Öğle yemeğinden sonra Serap’ın en istediği “Geleceğin Teknolojisi Enstitüsü” binasının önünde kuyruğa girdik. Beklerken elimize verilen bilgilerde Enstitüdeki bir fizikçinin keşfettiği “zaman makinesi” deneyine gönüllü olarak katılmak için beklediğimizi anladık. Binaya girdiğimizde aynı üniversite gibi profesör ofislerinin olduğu koridorlardan geçtik, kapılarının üstünde hep ünlü fizikçilerin isimleri vardı. En sonunda da karanlık, büyük bir alana girdik. “Geleceğe Dönüş” filminin simülasyonu. Kapıda tembih ediyorlar, boyu 75cm den küçük olanlarla, kalp hastalığı olanlar arabaya binmesinler diye. Merak işte gel de binme. Alanda 8 kişilik arabalar vardı, onlardan birine bindik. Koltuklarımızın rayların üstünde olduğunu anlıyoruz, önümüzde direksiyonumuz var, ona sıkı sıkı sarılıyoruz. Bütün etrafımızı saran devasa bir sinemanın içindeyiz. Arabamız aniden hızlanmaya başlıyor, öyle bir hız ki, kalkarken koktuklarımız geriye gidiyor, arkamıza yapışıp uçmaya başlıyoruz. Aman hemze ne hız öyle. Zaman spiralin içinden geçip bir şehrin üstünde uçuyoruz, çarpmadığımız yer kalmıyor, sonrada saat kulesine çarpıp, içinden çıktığımızda buzul çağında buluyoruz kendimizi. Bir buz dağına çarpıp buzullar devriliyor üstümüze. Sonra bir şelaleye takılıp uçurumdan düşerken aniden geri geri gidip iyice geçmişe uçmuşuz, çok çok geçmişe, dinozorlar çağına. Dağların tepelerin aralarından kıvrıla kıvrıla ışık hızıyla uçuyoruz, her manevrada arabamız yana yatıyor düşmemek için direksiyona bütün kuvvetimizle sarılıyoruz, önümüze dinozor çıkıyor, bizi yutuyor sonrada ağzından püskürtüyor. Ani dönüşlerde çok sarsılıyoruz. Ama en sonunda da sağ salim geri dönüp arabamızdan çıkıyoruz.
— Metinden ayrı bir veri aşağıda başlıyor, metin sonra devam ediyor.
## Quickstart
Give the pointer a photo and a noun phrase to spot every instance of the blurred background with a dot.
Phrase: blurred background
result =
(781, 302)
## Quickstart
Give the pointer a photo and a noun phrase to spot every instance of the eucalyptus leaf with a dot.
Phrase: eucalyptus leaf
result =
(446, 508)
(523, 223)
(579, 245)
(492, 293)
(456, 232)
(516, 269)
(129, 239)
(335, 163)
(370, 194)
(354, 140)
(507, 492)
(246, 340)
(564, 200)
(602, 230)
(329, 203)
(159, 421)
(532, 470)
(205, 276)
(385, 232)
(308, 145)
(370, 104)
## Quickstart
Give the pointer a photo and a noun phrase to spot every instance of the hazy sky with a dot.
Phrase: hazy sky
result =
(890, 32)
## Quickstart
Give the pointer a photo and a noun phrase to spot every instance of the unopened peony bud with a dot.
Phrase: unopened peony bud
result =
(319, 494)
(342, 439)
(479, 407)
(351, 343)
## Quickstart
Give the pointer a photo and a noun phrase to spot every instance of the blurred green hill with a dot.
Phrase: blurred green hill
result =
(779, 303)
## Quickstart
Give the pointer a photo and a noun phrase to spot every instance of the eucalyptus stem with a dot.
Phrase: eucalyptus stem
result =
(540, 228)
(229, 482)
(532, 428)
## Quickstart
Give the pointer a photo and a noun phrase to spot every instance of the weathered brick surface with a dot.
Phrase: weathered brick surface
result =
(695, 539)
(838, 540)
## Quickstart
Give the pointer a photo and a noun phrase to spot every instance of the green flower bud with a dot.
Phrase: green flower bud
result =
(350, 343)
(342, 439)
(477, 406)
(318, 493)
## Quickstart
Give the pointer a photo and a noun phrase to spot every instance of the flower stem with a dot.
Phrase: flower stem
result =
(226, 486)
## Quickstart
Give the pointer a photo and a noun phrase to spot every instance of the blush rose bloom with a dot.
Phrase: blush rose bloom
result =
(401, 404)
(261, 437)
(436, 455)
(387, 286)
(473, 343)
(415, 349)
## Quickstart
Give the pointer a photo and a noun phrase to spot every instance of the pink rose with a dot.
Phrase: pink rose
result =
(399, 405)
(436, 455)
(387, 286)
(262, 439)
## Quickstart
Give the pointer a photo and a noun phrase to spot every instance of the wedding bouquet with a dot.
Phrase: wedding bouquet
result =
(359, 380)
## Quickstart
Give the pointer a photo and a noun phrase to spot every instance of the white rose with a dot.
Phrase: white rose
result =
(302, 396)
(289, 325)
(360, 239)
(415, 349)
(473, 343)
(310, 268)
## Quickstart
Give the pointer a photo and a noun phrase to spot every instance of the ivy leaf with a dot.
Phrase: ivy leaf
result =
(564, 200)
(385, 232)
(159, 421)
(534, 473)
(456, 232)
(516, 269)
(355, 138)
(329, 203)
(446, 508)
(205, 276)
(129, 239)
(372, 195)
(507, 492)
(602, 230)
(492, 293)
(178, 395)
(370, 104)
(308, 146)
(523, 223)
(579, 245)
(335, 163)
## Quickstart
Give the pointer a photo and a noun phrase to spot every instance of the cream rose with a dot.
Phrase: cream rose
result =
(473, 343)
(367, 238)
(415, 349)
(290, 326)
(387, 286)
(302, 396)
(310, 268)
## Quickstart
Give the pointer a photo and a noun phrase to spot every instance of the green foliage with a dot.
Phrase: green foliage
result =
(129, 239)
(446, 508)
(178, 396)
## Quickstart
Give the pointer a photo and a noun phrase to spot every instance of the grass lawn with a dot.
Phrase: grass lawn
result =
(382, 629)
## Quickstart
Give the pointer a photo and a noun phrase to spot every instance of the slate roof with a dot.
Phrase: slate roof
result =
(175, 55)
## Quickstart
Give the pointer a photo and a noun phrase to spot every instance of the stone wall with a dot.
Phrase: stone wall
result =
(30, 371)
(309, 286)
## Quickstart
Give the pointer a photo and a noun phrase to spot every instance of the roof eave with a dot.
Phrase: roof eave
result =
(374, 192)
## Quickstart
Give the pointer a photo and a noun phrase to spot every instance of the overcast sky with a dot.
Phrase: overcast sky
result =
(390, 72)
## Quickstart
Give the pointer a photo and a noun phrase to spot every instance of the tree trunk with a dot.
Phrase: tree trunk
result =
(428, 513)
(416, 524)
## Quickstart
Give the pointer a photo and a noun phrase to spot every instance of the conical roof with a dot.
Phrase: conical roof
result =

Çok yorulmuş gibiyiz, yeter artık kaçalım buradan. Şimdi kendime şaşıyorum nasıl binmişim. Kaç sene evvelki halim, o zaman demek bayağı gençmişim.

Dışarı çıktık oh kurtulduk. Kendimizi şehrin yürüyüş yolunda bulduk. Geziyoruz, her mağaza birbirinden değişik, çok enteresan şeyler görüyoruz gezmeye doyamıyoruz. Yine beğendiğim bir çalışma, üç boyutlu resimler, tamam döndüğümde yapmalıyım bundan. Burası bütün eğlence mağazaların, restoranların bulunduğu bir yol, yemek yiyecek yer arıyoruz. Bu restoranları da nasıl anlatsam, hiçbir yerde görülmeyen dekorları var, yemek yerken nereye bakacağımızı şaşırıyoruz. Tavanda nerede ise sahicisine yakın bir uçak. Başka restoranda ne kadar çalgı aleti varsa duvarlarda asılı.

Şimdi bura da bir notum var. Benim buraya geldiğim 1998 senesi. Bu anlattıklarım bundan 15 sene evveli. Film setleri ve şovlar hep değişirmiş, kim bilir teknoloji bu kadar ilerledikçe daha ne şaşırtıcı şeyler eklemişlerdir.